In this blog, I'll describe how we use RocksDB at Rockset and how we tuned it to get the most performance out of it. I assume that the reader is generally familiar with how Log-Structured Merge tree based storage engines like RocksDB work.
At Rockset, we want our users to be able to continuously ingest their data into Rockset with sub-second write latency and query it in 10s of milliseconds. For this, we need a storage engine that can support both fast online writes and fast reads. RocksDB is a high-performance storage engine that is built to support such workloads. RocksDB is used in production at Facebook, LinkedIn, Uber and many other companies. Projects like MongoRocks, Rocksandra, MyRocks etc. used RocksDB as a storage engine for existing popular databases and have been successful at significantly reducing space amplification and/or write latencies. RocksDB's key-value model is also most suitable for implementing converged indexing, where each field in an input document is stored in a row-based store, column-based store, and a search index. So we decided to use RocksDB as our storage engine. We are lucky to have significant expertise on RocksDB in our team in the form of our CTO Dhruba Borthakur who founded RocksDB at Facebook. For each input field in an input document, we generate a set of key-value pairs and write them to RocksDB.
Let me quickly describe where the RocksDB storage nodes fall in the overall system architecture.

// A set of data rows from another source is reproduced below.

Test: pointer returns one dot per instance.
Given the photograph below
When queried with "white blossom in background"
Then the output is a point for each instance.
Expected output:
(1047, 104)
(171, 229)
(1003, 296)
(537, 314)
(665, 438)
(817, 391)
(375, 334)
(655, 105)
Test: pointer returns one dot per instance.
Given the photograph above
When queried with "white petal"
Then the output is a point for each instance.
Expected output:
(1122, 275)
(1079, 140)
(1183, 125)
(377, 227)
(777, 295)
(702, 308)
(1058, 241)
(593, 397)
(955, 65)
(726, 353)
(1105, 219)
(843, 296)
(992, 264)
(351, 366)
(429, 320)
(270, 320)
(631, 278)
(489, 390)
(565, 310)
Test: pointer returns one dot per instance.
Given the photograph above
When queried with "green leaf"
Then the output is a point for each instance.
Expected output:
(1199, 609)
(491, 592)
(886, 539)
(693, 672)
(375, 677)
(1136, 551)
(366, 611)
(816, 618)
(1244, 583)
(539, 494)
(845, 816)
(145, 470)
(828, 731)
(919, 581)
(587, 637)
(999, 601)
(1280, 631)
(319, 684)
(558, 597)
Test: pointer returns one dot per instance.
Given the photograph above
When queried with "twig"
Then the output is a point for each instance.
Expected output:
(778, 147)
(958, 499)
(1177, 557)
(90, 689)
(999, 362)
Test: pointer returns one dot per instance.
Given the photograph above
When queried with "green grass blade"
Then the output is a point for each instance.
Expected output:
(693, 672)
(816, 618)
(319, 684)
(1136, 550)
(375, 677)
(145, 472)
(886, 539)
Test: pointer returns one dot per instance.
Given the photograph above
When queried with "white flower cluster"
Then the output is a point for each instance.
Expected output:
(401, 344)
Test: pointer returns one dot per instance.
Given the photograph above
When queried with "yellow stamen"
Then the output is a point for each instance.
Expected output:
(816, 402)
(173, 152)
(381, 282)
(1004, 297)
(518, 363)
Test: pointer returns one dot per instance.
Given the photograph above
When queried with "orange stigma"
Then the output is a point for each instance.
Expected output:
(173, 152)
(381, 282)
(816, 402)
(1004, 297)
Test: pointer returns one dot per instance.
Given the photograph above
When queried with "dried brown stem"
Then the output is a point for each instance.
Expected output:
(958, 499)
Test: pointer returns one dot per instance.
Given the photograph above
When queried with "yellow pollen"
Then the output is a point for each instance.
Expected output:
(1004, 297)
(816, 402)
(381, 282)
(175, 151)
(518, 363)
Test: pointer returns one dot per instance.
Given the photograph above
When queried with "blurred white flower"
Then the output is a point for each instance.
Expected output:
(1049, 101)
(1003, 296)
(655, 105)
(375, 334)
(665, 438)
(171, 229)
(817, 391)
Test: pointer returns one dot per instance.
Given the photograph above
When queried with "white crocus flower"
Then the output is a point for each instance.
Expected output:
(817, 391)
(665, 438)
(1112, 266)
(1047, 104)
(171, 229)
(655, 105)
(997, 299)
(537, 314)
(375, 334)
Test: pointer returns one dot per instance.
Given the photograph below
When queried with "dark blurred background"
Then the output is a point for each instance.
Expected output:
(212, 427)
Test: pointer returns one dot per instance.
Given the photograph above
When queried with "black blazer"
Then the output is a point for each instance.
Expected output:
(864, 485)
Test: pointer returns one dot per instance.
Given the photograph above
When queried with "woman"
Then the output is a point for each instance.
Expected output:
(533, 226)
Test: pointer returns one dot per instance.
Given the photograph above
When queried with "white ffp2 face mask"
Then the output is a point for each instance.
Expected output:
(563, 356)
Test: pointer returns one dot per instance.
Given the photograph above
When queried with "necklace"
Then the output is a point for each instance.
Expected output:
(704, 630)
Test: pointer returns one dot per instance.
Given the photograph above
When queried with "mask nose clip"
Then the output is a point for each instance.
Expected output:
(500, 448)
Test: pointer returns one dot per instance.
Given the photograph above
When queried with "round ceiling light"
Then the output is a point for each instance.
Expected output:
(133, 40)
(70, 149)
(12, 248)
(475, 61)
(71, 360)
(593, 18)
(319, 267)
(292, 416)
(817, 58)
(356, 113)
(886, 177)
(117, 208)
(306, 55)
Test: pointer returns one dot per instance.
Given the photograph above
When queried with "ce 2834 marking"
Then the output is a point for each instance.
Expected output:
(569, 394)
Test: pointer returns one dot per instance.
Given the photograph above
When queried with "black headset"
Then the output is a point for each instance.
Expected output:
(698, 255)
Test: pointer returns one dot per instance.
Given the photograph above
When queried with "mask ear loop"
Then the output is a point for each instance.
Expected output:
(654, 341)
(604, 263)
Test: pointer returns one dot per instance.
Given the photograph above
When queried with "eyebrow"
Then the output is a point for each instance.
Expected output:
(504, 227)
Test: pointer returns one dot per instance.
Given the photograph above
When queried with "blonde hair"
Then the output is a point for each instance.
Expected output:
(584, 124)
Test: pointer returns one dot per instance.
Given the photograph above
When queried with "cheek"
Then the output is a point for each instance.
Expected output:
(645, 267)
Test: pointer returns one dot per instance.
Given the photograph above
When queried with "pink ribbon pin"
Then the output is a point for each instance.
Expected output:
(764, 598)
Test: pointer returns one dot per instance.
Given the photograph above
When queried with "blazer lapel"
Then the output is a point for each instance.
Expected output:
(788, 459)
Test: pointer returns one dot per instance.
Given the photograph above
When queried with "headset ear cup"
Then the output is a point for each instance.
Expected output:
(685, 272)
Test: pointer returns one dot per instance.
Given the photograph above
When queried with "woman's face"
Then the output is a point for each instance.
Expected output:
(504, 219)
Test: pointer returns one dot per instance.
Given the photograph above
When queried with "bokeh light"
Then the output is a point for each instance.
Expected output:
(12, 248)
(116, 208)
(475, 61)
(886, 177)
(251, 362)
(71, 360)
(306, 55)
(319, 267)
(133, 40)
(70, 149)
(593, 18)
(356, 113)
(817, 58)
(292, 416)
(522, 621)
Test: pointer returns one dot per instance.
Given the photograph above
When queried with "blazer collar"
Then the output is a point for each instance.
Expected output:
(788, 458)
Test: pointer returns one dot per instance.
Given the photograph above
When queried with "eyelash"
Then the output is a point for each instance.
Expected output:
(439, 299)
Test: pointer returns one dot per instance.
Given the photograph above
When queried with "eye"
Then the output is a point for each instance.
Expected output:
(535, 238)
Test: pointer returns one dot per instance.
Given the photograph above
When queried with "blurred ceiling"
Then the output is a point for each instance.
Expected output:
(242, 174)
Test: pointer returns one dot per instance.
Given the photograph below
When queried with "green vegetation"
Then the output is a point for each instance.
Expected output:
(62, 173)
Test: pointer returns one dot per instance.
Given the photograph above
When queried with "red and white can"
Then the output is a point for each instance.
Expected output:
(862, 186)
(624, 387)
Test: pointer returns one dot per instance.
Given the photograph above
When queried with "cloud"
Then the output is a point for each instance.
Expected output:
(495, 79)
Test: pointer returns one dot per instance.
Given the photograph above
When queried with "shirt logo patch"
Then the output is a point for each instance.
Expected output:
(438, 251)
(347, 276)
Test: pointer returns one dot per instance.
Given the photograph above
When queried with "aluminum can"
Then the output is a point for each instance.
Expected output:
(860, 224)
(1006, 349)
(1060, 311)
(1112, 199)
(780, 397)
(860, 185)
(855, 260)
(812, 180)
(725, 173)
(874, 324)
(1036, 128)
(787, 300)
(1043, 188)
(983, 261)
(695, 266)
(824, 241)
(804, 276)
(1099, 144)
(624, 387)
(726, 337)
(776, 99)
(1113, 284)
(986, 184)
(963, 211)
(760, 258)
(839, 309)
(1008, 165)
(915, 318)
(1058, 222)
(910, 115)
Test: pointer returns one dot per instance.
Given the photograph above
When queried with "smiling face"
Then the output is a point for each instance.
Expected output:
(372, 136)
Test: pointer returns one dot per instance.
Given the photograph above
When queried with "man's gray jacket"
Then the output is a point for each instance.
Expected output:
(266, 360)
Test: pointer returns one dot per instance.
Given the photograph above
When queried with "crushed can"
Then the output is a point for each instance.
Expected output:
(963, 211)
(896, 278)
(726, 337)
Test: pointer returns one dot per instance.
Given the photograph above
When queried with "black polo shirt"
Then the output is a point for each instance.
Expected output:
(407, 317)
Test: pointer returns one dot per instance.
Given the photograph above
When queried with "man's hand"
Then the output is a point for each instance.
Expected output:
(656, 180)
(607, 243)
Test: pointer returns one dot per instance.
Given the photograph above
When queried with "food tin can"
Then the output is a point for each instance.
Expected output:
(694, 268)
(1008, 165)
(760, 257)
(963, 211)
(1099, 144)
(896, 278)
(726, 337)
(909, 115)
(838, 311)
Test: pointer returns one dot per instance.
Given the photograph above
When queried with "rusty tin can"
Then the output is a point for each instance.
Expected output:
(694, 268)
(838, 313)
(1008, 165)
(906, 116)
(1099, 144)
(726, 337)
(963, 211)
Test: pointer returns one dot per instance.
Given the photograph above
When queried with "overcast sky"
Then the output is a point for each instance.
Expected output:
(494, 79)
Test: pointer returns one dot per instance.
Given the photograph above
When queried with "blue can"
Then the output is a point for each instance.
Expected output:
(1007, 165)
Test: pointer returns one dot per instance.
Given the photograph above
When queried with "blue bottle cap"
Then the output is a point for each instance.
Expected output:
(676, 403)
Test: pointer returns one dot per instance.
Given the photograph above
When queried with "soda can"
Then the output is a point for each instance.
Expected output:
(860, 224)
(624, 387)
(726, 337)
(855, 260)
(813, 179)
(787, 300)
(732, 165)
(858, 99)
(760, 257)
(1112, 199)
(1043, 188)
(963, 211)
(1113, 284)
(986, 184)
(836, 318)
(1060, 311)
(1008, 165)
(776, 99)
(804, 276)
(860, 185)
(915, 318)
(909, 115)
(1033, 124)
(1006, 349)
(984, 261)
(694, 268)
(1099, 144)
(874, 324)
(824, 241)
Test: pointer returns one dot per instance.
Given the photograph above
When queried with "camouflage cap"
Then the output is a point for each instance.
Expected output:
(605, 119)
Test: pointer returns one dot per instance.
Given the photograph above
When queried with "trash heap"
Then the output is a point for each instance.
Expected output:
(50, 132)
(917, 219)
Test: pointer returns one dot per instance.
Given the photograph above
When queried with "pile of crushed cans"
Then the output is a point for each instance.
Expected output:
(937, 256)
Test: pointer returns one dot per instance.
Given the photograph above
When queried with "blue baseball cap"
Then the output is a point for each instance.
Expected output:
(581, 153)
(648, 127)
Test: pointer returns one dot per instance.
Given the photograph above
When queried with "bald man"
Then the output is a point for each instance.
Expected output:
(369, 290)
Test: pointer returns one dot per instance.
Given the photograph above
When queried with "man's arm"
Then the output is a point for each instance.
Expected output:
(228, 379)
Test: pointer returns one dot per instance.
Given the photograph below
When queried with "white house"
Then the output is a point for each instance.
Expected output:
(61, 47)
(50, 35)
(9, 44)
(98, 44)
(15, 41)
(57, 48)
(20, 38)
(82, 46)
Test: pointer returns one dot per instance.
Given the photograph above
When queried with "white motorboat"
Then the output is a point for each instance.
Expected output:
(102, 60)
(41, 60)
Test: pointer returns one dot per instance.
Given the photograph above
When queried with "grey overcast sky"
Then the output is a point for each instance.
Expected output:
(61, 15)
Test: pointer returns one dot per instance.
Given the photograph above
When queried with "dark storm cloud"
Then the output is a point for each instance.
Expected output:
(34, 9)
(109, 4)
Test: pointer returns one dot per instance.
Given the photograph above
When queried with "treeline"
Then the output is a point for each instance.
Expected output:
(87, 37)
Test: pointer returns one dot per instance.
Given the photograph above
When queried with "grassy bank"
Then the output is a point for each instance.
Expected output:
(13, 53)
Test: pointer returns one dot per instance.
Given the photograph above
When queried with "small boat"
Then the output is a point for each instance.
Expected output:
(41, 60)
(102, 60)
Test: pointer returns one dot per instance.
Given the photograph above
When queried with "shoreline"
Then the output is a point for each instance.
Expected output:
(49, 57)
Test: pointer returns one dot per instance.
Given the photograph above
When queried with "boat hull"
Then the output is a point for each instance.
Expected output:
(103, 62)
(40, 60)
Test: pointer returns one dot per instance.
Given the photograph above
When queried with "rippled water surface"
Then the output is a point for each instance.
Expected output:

When a user creates a collection, we internally create N shards for the collection. Each shard is replicated k-ways (usually k=2) to achieve high read availability and each shard replica is assigned to a leaf node. Each leaf node is assigned many shard replicas of many collections. In our production environment each leaf node has around 100 shard replicas assigned to it. Leaf nodes create 1 RocksDB instance for each shard replica assigned to them. For each shard replica, leaf nodes continuously pull updates from a DistributedLogStore and apply the updates to the RocksDB instance. When a query is received, leaf nodes are assigned query plan fragments to serve data from some of the RocksDB instances assigned to them. For more details on leaf nodes, please refer to Aggregator Leaf Tailer blog or Rockset white paper.
To achieve query latency of milliseconds under 1000s of qps of sustained query load per leaf node while continuously applying incoming updates, we spent a lot of time tuning our RocksDB instances. Below, we describe how we tuned RocksDB for our use case.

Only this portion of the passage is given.